Regierung hat Gründungsinitiative ausgerufen

Unternehmensgründung

Weil immer weniger Menschen in Deutschland ein Unternehmen gründen, will das Bundeswirtschaftsministerium mit einer großangelegten Initiative den Gründergeist wecken und bürokratische Hürden abbauen.

Die Zahl der Unternehmensgründungen war in den letzten Jahren konstant rückläufig. Laut dem aktuellen Gründungsmonitor der KfW (Kreditanstalt für Wiederaufbau) wurden im Jahr 2017 557.000 neue Unternehmen gegründet – zwei Jahre zuvor waren es noch 763.000 Unternehmen. Ein Grund hierfür liegt sicherlich in der guten Arbeitsmarktlage: Viele Menschen werden selbstständig bzw. gründen ein Unternehmen, weil sie keine Anstellung finden – in wirtschaftlich guten Zeiten mit hohem Beschäftigungsgrad kommt dieses Motiv entsprechend weniger zum Tragen. Allerdings ist auch die Zahl jener Unternehmensgründungen rückläufig, die mit einer anderen Zielsetzung einhergehen: schnell und stark zu wachsen, ein neues Produkt zu lancieren, eine Marktlücke auszufüllen. Hier will das Bundeswirtschaftsministerium für Wirtschaft (BMWi) eine Trendwende schaffen.

Unternehmenskultur stärken

Gemeinsam mit den vier großen Wirtschaftsverbänden BDA, BDI, DIHK und ZDH hat das BMWi zu einer großen Gründungsinitiative aufgerufen. Gemeinsam wolle man „die Unternehmenskultur – ob per Neugründung oder in Nachfolge – in Deutschland stärken und mehr Menschen für unternehmerische Selbstständigkeit motivieren“, heißt es in einer gemeinsamen Erklärung. Es sollen nun die Punkte angegangen werden, die Start-ups behindern oder Menschen davon abhalten, sich selbstständig zu machen. Schwerpunkte sollen dabei die Belebung des Gründergeistes in Deutschland, Unterstützung bei der Unternehmensnachfolge, weniger Bürokratie und mehr steuerliche Entlastungen sowie eine stärkere Förderung von weiblichen Gründern und solchen mit Migrationshintergrund sein.

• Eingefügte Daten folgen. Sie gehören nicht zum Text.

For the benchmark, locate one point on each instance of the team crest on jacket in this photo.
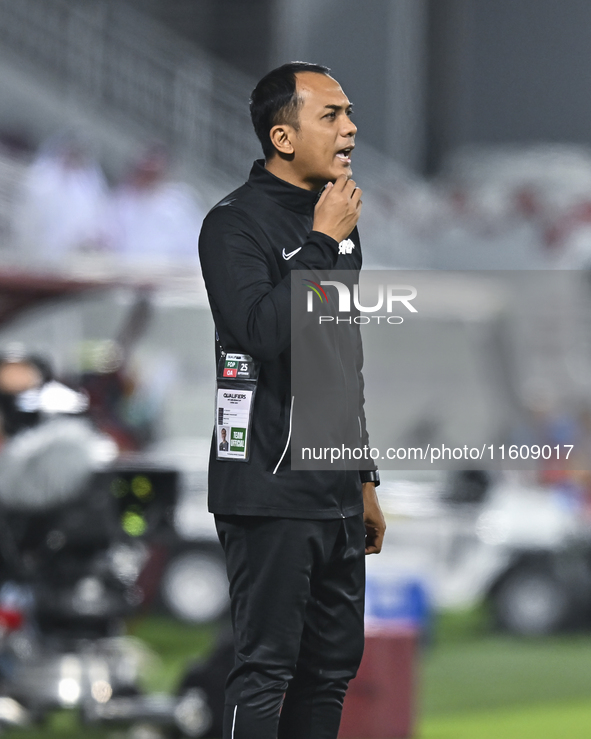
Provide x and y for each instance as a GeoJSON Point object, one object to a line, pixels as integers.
{"type": "Point", "coordinates": [346, 247]}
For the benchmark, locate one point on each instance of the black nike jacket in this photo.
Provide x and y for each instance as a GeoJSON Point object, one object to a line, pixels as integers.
{"type": "Point", "coordinates": [249, 244]}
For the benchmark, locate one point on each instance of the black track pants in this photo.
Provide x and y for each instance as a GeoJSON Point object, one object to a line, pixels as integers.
{"type": "Point", "coordinates": [297, 593]}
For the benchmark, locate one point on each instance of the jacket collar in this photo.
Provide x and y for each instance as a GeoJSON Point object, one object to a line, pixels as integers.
{"type": "Point", "coordinates": [282, 192]}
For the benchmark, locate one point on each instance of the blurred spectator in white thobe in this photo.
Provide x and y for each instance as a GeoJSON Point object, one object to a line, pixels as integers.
{"type": "Point", "coordinates": [62, 205]}
{"type": "Point", "coordinates": [153, 220]}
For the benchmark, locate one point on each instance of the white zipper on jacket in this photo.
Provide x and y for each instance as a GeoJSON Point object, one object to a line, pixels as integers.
{"type": "Point", "coordinates": [288, 436]}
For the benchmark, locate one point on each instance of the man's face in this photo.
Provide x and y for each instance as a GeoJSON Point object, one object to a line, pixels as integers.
{"type": "Point", "coordinates": [326, 135]}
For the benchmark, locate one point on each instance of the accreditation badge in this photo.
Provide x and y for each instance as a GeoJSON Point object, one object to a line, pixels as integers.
{"type": "Point", "coordinates": [237, 378]}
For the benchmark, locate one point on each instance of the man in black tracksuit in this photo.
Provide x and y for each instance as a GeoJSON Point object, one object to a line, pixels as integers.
{"type": "Point", "coordinates": [294, 541]}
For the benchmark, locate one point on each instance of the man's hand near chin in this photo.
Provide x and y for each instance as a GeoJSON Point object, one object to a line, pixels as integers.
{"type": "Point", "coordinates": [375, 524]}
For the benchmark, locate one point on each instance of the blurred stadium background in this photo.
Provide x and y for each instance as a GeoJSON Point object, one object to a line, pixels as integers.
{"type": "Point", "coordinates": [123, 121]}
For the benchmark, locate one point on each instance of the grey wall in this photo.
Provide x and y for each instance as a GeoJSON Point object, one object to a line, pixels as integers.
{"type": "Point", "coordinates": [507, 71]}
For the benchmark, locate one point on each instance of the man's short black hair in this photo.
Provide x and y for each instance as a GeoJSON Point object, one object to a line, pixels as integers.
{"type": "Point", "coordinates": [274, 100]}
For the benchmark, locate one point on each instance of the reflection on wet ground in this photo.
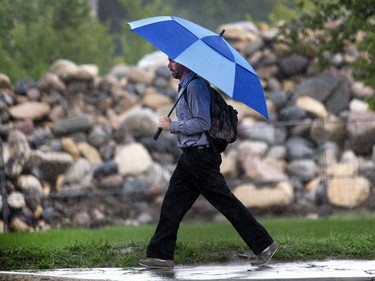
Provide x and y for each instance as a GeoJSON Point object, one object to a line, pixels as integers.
{"type": "Point", "coordinates": [314, 270]}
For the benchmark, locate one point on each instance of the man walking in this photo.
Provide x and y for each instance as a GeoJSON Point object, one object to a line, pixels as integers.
{"type": "Point", "coordinates": [198, 172]}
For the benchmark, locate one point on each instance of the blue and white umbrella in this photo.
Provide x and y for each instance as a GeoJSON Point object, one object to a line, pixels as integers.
{"type": "Point", "coordinates": [206, 53]}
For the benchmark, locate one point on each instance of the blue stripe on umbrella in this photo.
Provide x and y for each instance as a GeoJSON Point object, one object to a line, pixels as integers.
{"type": "Point", "coordinates": [249, 90]}
{"type": "Point", "coordinates": [216, 42]}
{"type": "Point", "coordinates": [174, 36]}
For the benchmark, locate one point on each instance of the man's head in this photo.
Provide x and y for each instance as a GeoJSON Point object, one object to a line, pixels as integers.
{"type": "Point", "coordinates": [178, 70]}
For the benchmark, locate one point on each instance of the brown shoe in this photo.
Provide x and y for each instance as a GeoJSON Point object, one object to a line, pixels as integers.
{"type": "Point", "coordinates": [155, 263]}
{"type": "Point", "coordinates": [264, 257]}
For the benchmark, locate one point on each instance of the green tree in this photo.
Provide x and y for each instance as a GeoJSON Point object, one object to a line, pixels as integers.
{"type": "Point", "coordinates": [340, 23]}
{"type": "Point", "coordinates": [35, 33]}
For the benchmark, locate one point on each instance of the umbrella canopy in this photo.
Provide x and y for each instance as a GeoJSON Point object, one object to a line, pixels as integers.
{"type": "Point", "coordinates": [206, 53]}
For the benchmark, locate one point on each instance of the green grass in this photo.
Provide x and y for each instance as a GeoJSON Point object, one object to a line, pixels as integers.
{"type": "Point", "coordinates": [299, 239]}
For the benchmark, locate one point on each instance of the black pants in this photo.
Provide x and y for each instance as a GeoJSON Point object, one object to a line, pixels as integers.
{"type": "Point", "coordinates": [198, 172]}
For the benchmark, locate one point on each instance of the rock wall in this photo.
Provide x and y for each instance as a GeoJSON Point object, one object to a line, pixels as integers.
{"type": "Point", "coordinates": [78, 147]}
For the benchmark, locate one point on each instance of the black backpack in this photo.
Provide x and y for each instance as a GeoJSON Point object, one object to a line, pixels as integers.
{"type": "Point", "coordinates": [223, 121]}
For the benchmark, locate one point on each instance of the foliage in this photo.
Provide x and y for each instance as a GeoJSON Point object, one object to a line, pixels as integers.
{"type": "Point", "coordinates": [337, 24]}
{"type": "Point", "coordinates": [36, 33]}
{"type": "Point", "coordinates": [299, 239]}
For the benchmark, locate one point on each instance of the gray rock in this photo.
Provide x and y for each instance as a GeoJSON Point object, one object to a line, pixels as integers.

Konkret sollen „Chancen und Herausforderungen unternehmerischer Selbstständigkeit“ bei der Ausbildung und in den Berufsschulen stärker vermittelt werden. Das Bundeswirtschaftsministerium verspricht zudem, sich dafür einzusetzen, dass ein Unternehmen künftig mit nur einem Behördengang gegründet werden kann; bislang müssen Gründer von einem Amt zum anderen laufen. Eine wichtige Säule ist auch die Finanzierung: Der Zugang zu mehr Kapital ist stets eines der Hauptanliegen der deutschen Start-up-Szene. Im Vergleich zu den USA gibt es in Deutschland weniger Wagniskapitalgeber. Gerade bei Venture-Capital für junge Unternehmen in der Wachstumsphase, so die Einschätzung von Branchenkennern, liege Deutschland zurück und könne noch viel brachliegendes Potenzial aktiviert werden.